Practical ecological knowledge for the temperate reader.

Turritis glabra - Tower mustard

Family: Mustard - Brassicaceae [E-flora]

"Turritis glabra is a ANNUAL/BIENNIAL growing to 0.6 m (2ft).
It is hardy to zone (UK) 7. It is in flower from May to July. The flowers are hermaphrodite (have both male and female organs) and are pollinated by Self.The plant is self-fertile.
Suitable for: light (sandy), medium (loamy) and heavy (clay) soils and prefers well-drained soil. Suitable pH: acid, neutral and basic (alkaline) soils. It can grow in full shade (deep woodland) semi-shade (light woodland) or no shade. It prefers moist soil." [PFAF]

"General: Biennial or short-lived perennial herb from a simple stem-base; stems simple or branched above, 0.3-1.2 m tall, densely stiff-hairy at base, usually glabrous above." [IFBC-E-flora]

"Notes: This taxon occurs in many native habitats but also readily colonizes roadsides and waste places. Its native status is therefore uncertain (Rollins 1993)." [IFBC-E-flora]

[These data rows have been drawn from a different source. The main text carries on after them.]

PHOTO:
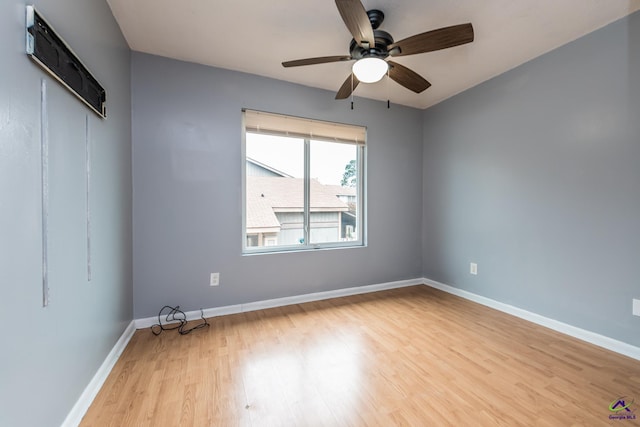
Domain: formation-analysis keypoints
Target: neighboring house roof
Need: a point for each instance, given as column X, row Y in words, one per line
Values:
column 269, row 170
column 268, row 195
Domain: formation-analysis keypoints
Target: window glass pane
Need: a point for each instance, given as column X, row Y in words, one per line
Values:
column 333, row 192
column 274, row 191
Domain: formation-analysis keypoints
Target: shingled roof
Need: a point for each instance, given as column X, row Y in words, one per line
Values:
column 268, row 195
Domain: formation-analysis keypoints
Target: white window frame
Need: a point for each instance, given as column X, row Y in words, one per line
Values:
column 304, row 129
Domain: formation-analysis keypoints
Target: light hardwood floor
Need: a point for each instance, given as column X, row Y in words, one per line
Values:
column 412, row 357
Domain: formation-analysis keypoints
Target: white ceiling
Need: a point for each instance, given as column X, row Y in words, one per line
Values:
column 255, row 36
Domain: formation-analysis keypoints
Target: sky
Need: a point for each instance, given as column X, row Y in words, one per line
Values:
column 328, row 159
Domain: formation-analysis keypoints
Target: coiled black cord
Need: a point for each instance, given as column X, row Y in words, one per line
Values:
column 176, row 315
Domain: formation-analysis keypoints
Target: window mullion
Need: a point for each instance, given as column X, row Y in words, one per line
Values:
column 307, row 191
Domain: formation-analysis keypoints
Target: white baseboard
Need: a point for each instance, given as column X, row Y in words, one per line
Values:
column 86, row 398
column 281, row 302
column 581, row 334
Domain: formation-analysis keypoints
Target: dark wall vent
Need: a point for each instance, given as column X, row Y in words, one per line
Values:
column 47, row 49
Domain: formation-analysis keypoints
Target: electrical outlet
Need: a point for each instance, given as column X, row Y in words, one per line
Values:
column 473, row 268
column 214, row 279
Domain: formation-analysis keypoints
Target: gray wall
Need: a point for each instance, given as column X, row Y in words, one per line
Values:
column 187, row 186
column 49, row 355
column 535, row 175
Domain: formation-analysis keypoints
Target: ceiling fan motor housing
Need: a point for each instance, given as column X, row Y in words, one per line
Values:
column 382, row 40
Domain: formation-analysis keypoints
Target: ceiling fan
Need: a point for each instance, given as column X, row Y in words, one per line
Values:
column 371, row 47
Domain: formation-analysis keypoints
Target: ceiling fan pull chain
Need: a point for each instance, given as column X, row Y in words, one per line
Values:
column 352, row 91
column 387, row 84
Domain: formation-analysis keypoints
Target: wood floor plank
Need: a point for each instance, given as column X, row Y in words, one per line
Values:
column 407, row 357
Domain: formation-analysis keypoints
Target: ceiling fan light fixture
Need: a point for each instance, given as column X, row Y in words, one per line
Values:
column 370, row 69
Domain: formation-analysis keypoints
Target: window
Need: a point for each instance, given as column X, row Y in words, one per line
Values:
column 303, row 183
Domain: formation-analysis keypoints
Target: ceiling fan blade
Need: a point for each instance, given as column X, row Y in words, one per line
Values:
column 357, row 21
column 347, row 87
column 407, row 78
column 433, row 40
column 312, row 61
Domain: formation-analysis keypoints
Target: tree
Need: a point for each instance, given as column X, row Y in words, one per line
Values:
column 349, row 175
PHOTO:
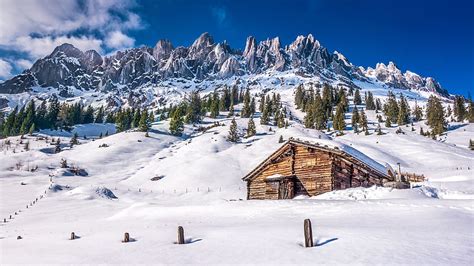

"Habitat / Range Moist to dry streambanks, meadows, open forests, rock outcrops, roadsides and waste places in the lowland and montane zones; common throughout BC; E to PQ and S to GA and N CA; native status uncertain, also occurs in Eurasia." [IFBC-E-flora]

Origin Status: Native [E-flora]

Food Use

Medicinal Use

Cultivation & Propagation
"An easily grown plant, doing well in ordinary well-drained soil[1]. It also succeeds in dry soils and on walls[K]. Suitable for the wild garden in situations similar to those in its wild habitat[200]." [PFAF]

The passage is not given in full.